Oleh:Ghufron AM
Hukum Tata Negara merupakan sistem penataan negara yang berisi ketentuan mengenai struktur kenegaraan dan mengenai substansi norma kenegaraan. Dengan perkataan lain, Hukum Tata Negara membahas struktur organisasi negara dan hubungan struktur negara dengan warga negaranya. Seperti halnya yang dikatakan Vanderpot, Hukum Tata Negara adalah peraturan-peraturan yang menentukan badan-badan yang diperlukan serta wewenangnya masing masing, hubungan satu dengan yang lainnya dan hubungannya dengan individu-individu.
Telah lama diasumsikan untuk mencapai sistem pemerintahan yang stabil, tidak hanya bersandar pada kontruksi politik dan hukum semata, perlu berpijak pada orientasi politik, sikap dan tujuan masyarakat sipil yang terpadu dan kuat. Dalam sebuah tesisnya, Francis Fukuyama mengatakan, diterimanya konsep demokrasi secara universal di penjuru dunia dikarenakan masyarakat dan warga negaranya memiliki orientasi politik yang jelas dan nyata secara bersama-sama.
Setelah bergulirnya Reformasi 1998, merupakan waktu yang tepat (golden moment) dan waktu paling memungkinkan untuk mengembalikan situasi nasional dan mengabulkan tuntutan rakyat Indonesia saat itu. Cara yang tepat dan tidak ada jalan lain kecuali dengan mengubah dan mengamandemen UUD 1945, termasuk tentang penyelenggaraan negara di dalamnya. Perubahan UUD 1945 mengenai penyelenggaraan kekuasaan negara dilakukan untuk mempertegas kekuasaan dan wewenang masing-masing lembaga negara, serta mempertegas batas-batas kekuasaan setiap lembaga negara, dan menempatkannya berdasarkan fungsi-fungsi penyelenggaraan negara bagi setiap lembaga negara.
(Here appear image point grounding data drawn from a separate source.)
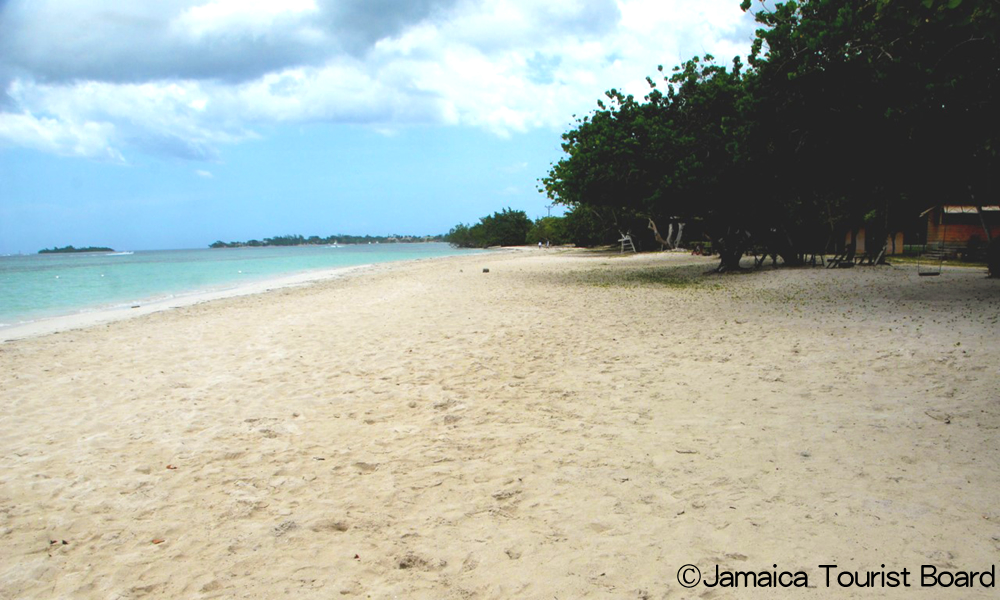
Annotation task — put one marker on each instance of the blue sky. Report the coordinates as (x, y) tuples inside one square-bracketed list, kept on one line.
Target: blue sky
[(171, 125)]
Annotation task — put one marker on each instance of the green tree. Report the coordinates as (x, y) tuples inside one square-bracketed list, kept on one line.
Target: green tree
[(548, 229)]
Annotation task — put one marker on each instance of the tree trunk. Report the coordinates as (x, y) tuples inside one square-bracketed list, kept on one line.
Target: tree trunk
[(732, 246), (982, 221), (852, 248), (656, 233)]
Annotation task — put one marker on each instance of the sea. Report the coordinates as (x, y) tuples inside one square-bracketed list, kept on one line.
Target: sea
[(42, 286)]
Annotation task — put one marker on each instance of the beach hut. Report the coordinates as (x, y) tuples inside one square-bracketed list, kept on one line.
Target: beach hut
[(961, 230)]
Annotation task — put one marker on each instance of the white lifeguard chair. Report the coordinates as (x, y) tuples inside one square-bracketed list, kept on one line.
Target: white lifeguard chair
[(626, 242)]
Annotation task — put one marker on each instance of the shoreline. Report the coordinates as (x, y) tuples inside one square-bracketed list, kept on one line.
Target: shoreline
[(89, 317), (566, 425)]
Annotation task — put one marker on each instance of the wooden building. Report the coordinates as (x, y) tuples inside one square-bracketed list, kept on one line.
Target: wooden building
[(959, 227)]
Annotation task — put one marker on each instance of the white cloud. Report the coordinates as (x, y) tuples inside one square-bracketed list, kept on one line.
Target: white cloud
[(87, 139), (211, 71)]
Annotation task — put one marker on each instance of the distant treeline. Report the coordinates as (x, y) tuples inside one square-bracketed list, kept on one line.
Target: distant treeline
[(315, 240), (71, 249)]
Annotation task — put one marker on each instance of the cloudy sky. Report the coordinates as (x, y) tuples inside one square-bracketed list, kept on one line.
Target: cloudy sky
[(145, 125)]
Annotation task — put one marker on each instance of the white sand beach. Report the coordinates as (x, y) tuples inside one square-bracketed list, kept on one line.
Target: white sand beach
[(567, 425)]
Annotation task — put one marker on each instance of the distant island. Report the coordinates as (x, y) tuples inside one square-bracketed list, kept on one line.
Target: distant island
[(315, 240), (71, 249)]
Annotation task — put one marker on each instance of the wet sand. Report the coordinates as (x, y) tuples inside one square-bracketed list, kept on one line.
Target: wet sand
[(568, 425)]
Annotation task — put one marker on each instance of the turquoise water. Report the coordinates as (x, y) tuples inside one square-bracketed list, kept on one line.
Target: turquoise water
[(48, 285)]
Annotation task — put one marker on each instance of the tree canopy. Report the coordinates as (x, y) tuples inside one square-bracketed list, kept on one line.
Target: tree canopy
[(505, 228), (848, 113)]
Sistem yang hendak dibangun adalah sistem “check and balances”, yaitu pembatasan kekuasaan setiap lembaga negara oleh Undang-Undang Dasar, tidak ada yang tertinggi dan tidak ada yang rendah, semuanya sama diatur berdasarkan fungsi masing-masing.
MK, Amanah UUD 45
Amandemen UUD 1945 merupakan terobosan baru dalam sistem ketatanegaraan yang lebih baik. Termasuk amanat dari perubahan UUD 45 sebagai pedoman dalam berbangsa dan bernegara adalah amanat membentuk Mahkamah Konstitusi (MK) pada tahun 2003 silam. Sebuah lembaga yudikatif yang memiliki peranan yang luar biasa, tidak sekadar menjaga konstitusi. Lebih dari itu, lembaga yang dihuni sembilan Hakim Konstitusi ini mewakili 237 juta masyarakat Indonesia yang berhak, boleh, dan berwenang menafsiri dari apa yang dikehendaki oleh UUD tersebut. Sehingga Prof. Satjipto Raharjo mengatakan, lidah kesembilan hakim tersebut mengeluarkan api, karena sekali memutuskan seluruh rakyat Indonesia harus diam, patuh, tidak boleh protes, banding, tidak ada jalan untuk melawan. Di atas MK hanya ada langit. MK merupakan lembaga pemutus pertama dan terakhir.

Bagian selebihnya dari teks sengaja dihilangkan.